How I've done this so far: I have constructed a for loop that can extract the appropriate u
values for the nearest grid to each point in DF1
. For example, for lat x and long y in DF1
I find the nearest grid in the netcdf file and extract the full timeseries. Then, within the for loop, I amend the DF1$u
values with the appropriate data. DF1
is a rather large dataframe and the netcdf is even bigger (DF1
is just a small subset of the full netcdf).
Some psuedo data:
ID <-c("1","2","3","4","5","6")
datetime <- c("1/1/2021 01:00:00"
, "1/5/2021 04:00:00"
, '2/1/2021 06:00:00'
, "1/7/2021 01:00:00"
, "2/2/2021 01:00:00"
, "2/5/2021 02:00:00")
lat <- c(34,36,41,50,20,40)
long <- c(55,50,‑89,-175,-155,25)
DF1 <- data.frame(ID, datetime, lat, long)
DF1$u <- NA
ID datetime lat long u
1 1 1/1/2021 01:00:00 34 55 NA
2 2 1/5/2021 04:00:00 36 50 NA
3 3 2/1/2021 06:00:00 41 -89 NA
4 4 1/7/2021 01:00:00 50 -175 NA
5 5 2/2/2021 01:00:00 20 -155 NA
6 6 2/5/2021 02:00:00 40 25 NA
Here is an example of the type of for loop I've constructed, I've left out some of the more specific details that aren't relevant:
for(i in 1:nrows(DF1) {
### a number of steps here that identify the closest grid to each point. ####
mat_index <- as.vector(arrayInd(which.min(dist_mat), dim(dist_mat)))
# Extract the time series for the lat and long that are closest. u is the weather variable, time is the datetime variable, and geometry is the corresponding lat long list item.
df_u <- data.frame(u=data_u[mat_index[2],mat_index[1],],time=timestamp,geometry=rep(psj[i,1],dim(data_u)[3]))
# To make things easier I seperate geometry into a lat and a long col
df_u <- tidyr::separate(df_u, geometry, into = c("long", "lat"), sep = ",")

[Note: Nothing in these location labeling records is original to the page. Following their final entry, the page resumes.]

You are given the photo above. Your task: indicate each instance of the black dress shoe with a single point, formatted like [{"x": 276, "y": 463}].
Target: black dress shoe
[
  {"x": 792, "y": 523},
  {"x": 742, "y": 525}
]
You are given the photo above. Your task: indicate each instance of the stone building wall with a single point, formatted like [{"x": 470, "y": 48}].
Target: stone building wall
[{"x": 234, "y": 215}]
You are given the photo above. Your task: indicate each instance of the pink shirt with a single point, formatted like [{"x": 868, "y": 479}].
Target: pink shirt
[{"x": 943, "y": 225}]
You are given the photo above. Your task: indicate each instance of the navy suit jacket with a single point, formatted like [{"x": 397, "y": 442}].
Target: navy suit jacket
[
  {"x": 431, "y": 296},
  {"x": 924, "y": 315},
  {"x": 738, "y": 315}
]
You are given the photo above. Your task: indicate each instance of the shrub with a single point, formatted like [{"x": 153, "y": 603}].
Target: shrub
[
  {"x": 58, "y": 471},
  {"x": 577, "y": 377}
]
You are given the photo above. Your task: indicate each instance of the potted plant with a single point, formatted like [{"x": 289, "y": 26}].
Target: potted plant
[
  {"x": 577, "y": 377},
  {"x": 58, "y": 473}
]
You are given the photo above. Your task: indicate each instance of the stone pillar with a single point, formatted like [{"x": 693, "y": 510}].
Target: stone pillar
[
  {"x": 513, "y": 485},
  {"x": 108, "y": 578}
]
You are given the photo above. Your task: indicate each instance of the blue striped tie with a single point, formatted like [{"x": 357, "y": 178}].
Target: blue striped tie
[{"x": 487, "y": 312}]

df_u$long <- gsub("c\\(", "", df_u$long)
df_u$lat <- gsub("\\)", "", df_u$lat)
# I find that datatables are a bit easier for these types of tasks, so I set the full timeseries data and DF1 to data table (in reality I set df1 as a data table outside of the for loop)
df_u <- setDT(df_u)
# Then I use merge to join the two datatables, replace the missing value with the appropriate value from df_u, and then drop all the unnecessary columns in the final step.
df_u_new <- merge(windu_df, df_u, by =c("lat","long","time"), all.x = T)
df_u_new[, u := ifelse(is.na(u.x), u.y, u.x)]
windu_df <- df_u_new[, .(time, lat, long, u)]
}
This works, but given the sheer size of the dataframe/datatables that I'm working with, I wonder if there is a faster way to do that last step in particular. I know merge is probably the slowest way to do this, but I kept running into issues using match()
and inner_join
.
Unfortunately I'm not able to really give fully reproduceable data here given that I'm working with a netcdf file, but df_u looks something like this for the first iteration:
ID <-c("1","2","3","4","5","6")
datetime <- c("1/1/2021 01:00:00"
, "1/1/2021 02:00:00"
, "1/1/2021 03:00:00"
, "1/1/2021 04:00:00"
, "1/1/2021 05:00:00"
, "1/1/2021 06:00:00")
lat <- c(34,34,34,34,34,34)
long <- c(55,55,55,55,55,55)
u <- c(2.8,3.6,2.1,5.6,4.4,2,5)
df_u <- data.frame(ID, datetime, lat, long,u)
ID datetime lat long u
1 1 1/1/2021 01:00:00 34 55 2.8
2 2 1/1/2021 02:00:00 34 55 3.6
3 3 1/1/2021 03:00:00 34 55 2.1
4 4 1/1/2021 04:00:00 34 55 5.6
5 5 1/1/2021 05:00:00 34 55 4.4
6 6 1/1/2021 06:00:00 34 55 2.5
Once u is amended in DF1 it should read:
ID datetime lat long u
1 1 1/1/2021 01:00:00 34 55 2.8
2 2 1/5/2021 04:00:00 36 50 NA
3 3 2/1/2021 06:00:00 41 -89 NA
4 4 1/7/2021 01:00:00 50 -175 NA
5 5 2/2/2021 01:00:00 20 -155 NA
6 6 2/5/2021 02:00:00 40 25 NA
In the next iteration, the for loop will extract the relevant weather data for the lat and long in row 2 and then retain 2.8 and replace the NA in row 2 with a value.
EDIT: The NETCDF data covers an entire year (so every hour for a year) for a decently large spatial area. It's ERA5 data. In addition, DF1 had thousands of unique lat/long and timestamp observations.